Sekolah libur tiga hari. Tadi saja langsung pulang cepat agar TKP tidak tercemar. Juga memberi ruang untuk polisi mengolah tempat perkara. Surat edaran dicetak dan difotokopi secara cepat karena insiden ini. Eskul siaran radio pun diberhentikan sementara.

"Tidak adil," raung Liora tadi di ruang BK.

Bu Sinta tersenyum simpatik. "Ini yang terbaik untuk kita semua."

Bagian mana dari 'yang terbaik untuk kita semua' yang menguntungkan dirinya?
Siaran radio satu-satunya tempat dia mengekspresikan diri. Mengikuti jejak vokalis band Platinum.
Namun mulutnya justru kontradiksi berkata, "Apa kabar tentang status saya?"
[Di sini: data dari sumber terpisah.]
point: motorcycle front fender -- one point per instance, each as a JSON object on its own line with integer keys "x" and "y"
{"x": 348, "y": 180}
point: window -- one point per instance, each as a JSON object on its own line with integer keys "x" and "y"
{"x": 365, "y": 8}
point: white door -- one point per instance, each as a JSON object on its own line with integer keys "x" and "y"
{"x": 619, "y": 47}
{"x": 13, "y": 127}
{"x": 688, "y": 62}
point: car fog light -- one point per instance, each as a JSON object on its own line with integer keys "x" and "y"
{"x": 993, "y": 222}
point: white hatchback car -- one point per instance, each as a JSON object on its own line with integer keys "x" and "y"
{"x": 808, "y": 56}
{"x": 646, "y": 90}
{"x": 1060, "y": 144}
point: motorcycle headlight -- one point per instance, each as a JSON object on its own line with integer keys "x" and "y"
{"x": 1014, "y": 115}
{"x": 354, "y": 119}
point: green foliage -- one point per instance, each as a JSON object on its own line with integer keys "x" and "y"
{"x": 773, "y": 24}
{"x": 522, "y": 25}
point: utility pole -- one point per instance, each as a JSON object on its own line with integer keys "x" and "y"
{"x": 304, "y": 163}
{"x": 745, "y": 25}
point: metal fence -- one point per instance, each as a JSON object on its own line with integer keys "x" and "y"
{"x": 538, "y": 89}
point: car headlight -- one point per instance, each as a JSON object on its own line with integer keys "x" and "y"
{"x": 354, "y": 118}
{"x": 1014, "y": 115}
Mendapat status tersangka tidak pernah bagus untuk dimasukkan aplikasi kuliah. Masa depannya bisa hancur berkeping-keping. Disembunyikan pun tetap tak mampu menutupi. Sekali bersalah akan dikenang selamanya. Memikirkan efek domino yang terjadi karena kematian Kulina membuat Liora sinting.
Pilihannya hanya dua. Bersembunyi di lubang dan menghindari tuduhan.
Atau diam-diam beraksi memecahkan teka-teki kematian Kulina.
Memikirkannya saja membuat perut Liora mulas. Namun pilihannya sudah ditetapkan keesokan hari ketika ia terbangun dari tidurnya.